According to the determination of the oral glucose tolerance test, the animals were administered 40% glucose solution at a dose of 2 g/kg of BW by oral gavage. The tail vein blood samples were taken at 30, 60, 90, and 120 minutes after the glucose administration [46]. The plasma glucose area under the curve (AUC) was calculated by trapezoidal approximation of plasma glucose levels and expressed as mg h/dl.

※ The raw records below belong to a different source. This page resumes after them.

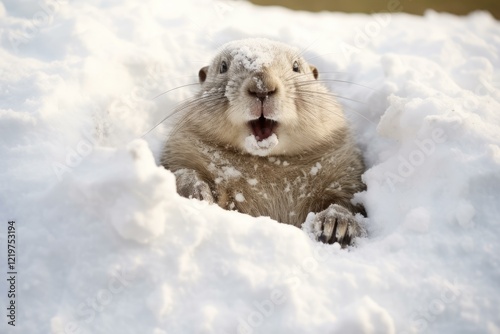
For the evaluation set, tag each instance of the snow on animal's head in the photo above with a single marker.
(270, 101)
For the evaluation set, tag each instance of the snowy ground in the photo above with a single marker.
(104, 244)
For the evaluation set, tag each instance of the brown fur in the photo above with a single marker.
(315, 164)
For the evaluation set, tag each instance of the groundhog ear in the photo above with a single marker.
(202, 75)
(315, 71)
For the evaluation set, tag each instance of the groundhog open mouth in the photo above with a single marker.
(263, 128)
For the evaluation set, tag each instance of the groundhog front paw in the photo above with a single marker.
(189, 185)
(336, 224)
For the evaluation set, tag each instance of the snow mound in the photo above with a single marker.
(105, 245)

2.6.4. Determination of Plasma Angiotensin-Converting Enzyme Activity

Plasma angiotensin-converting enzyme assay was performed by using the modified method of Serra et al. [37]. The enzymatic reaction was started by adding 20 μl of plasma into 50 μl of substrate solution Hip-Gly-Gly (100 mmol/l) (Sigma, USA) and incubated at 37°C for 35 minutes. The reaction was stopped by adding 120 μl of 3 M sodium tungstate (Sigma, USA) and 0 .5M sulfuric acid (Sigma, USA) and centrifuged at 2500 rpm for 10 minutes. After the centrifugation, an aliquot of the supernatant was placed into a 96-well microtiter plate and mixed with 20 μl of 60 mM TNBS (Sigma, USA), incubated in dark conditions for 20 minutes. At the end of the incubation period, an absorbance at 415 nm was recorded with the microplate reader (iMark™ Microplate Absorbance Reader). The standard calibration curve was prepared by using the angiotensin-converting enzyme (Sigma-Aldrich, USA) at the concentration range of 0.001-1 units/ml. Results were expressed as units/mg protein.

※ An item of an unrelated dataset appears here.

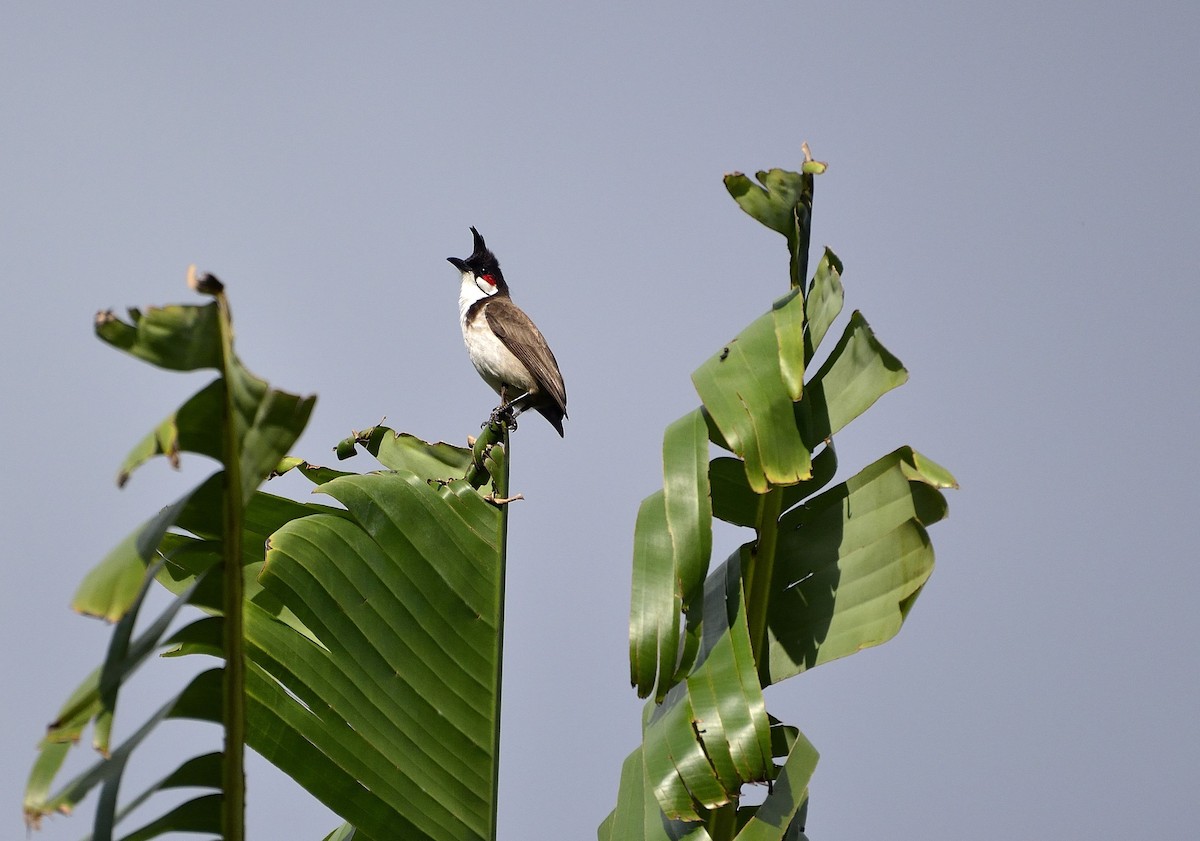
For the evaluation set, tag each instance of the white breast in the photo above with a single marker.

2.7. Measurement of Serum Estradiol

The blood sample of each animal was collected. Then, it was centrifuged immediately at at 4°C for 15 min. The obtained serum was kept at −80°C until the time of measurement use. The estradiol level in the samples was measured using an Estradiol DSL-4400 Radioimmunoassay kit (Diagnostic Systems Laboratories Inc., Webster, TX, USA) according to the manufacturer’s instructions.

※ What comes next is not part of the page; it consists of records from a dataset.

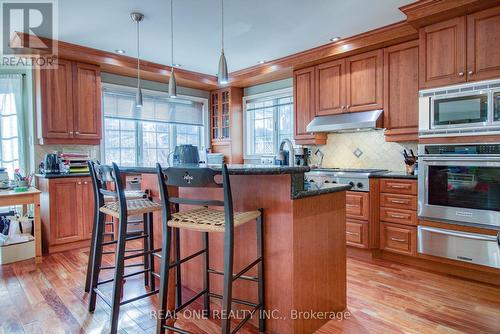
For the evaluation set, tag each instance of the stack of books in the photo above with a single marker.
(75, 162)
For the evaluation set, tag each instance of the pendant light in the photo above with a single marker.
(222, 75)
(137, 18)
(172, 83)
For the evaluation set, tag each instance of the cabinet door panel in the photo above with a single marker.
(330, 88)
(65, 211)
(442, 53)
(364, 81)
(87, 101)
(57, 101)
(303, 101)
(483, 44)
(401, 88)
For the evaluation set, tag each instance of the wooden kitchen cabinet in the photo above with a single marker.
(483, 49)
(401, 92)
(330, 88)
(69, 104)
(226, 123)
(460, 50)
(364, 81)
(67, 211)
(304, 107)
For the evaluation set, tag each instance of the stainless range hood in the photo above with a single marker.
(354, 121)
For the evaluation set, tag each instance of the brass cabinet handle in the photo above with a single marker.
(398, 186)
(397, 201)
(398, 240)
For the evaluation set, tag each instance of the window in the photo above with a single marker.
(143, 137)
(268, 120)
(11, 129)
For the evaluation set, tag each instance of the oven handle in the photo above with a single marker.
(481, 237)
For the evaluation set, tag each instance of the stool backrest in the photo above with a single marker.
(101, 175)
(195, 177)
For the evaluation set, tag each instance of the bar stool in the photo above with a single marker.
(96, 185)
(206, 220)
(121, 210)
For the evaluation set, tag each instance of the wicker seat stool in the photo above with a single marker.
(203, 218)
(121, 209)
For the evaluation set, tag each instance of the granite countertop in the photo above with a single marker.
(394, 175)
(58, 176)
(235, 169)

2.8. Histological Procedure and Adiposity Assessment

After the scarification, fat pads from various areas, including subcutaneous, gonadal, mesenteric, and retroperitoneal areas, were removed and immersed into a fixative solution containing 10% formalin (Sigma-Aldrich, USA) for 72 hours. Serial sections of tissues were cut frozen on a cryostat (Thermo Scientific™ HM 525 Cryostat) at 10 μm thickness. All sections were picked up on slides coated with 0.3% aqueous solution of gelatin containing 0.05% aluminum potassium sulfate (Sigma-Aldrich, USA). All assessments were observed after being hematoxylin-eosin- (H&E-) (Sigma-Aldrich, USA) stained and photographed [47]. Adipocyte cell diameter and density were estimated from 3 randomly selected different fields of each area by using Olympus light microscope model BH-2 (Japan) under 40x magnification with the PixeLINK PL-A6xx Capture and IT tool program. In addition, the adiposity index was calculated by the sum of intra-abdominal fat weight/body weight ratio × 100 and expressed as adiposity percentage.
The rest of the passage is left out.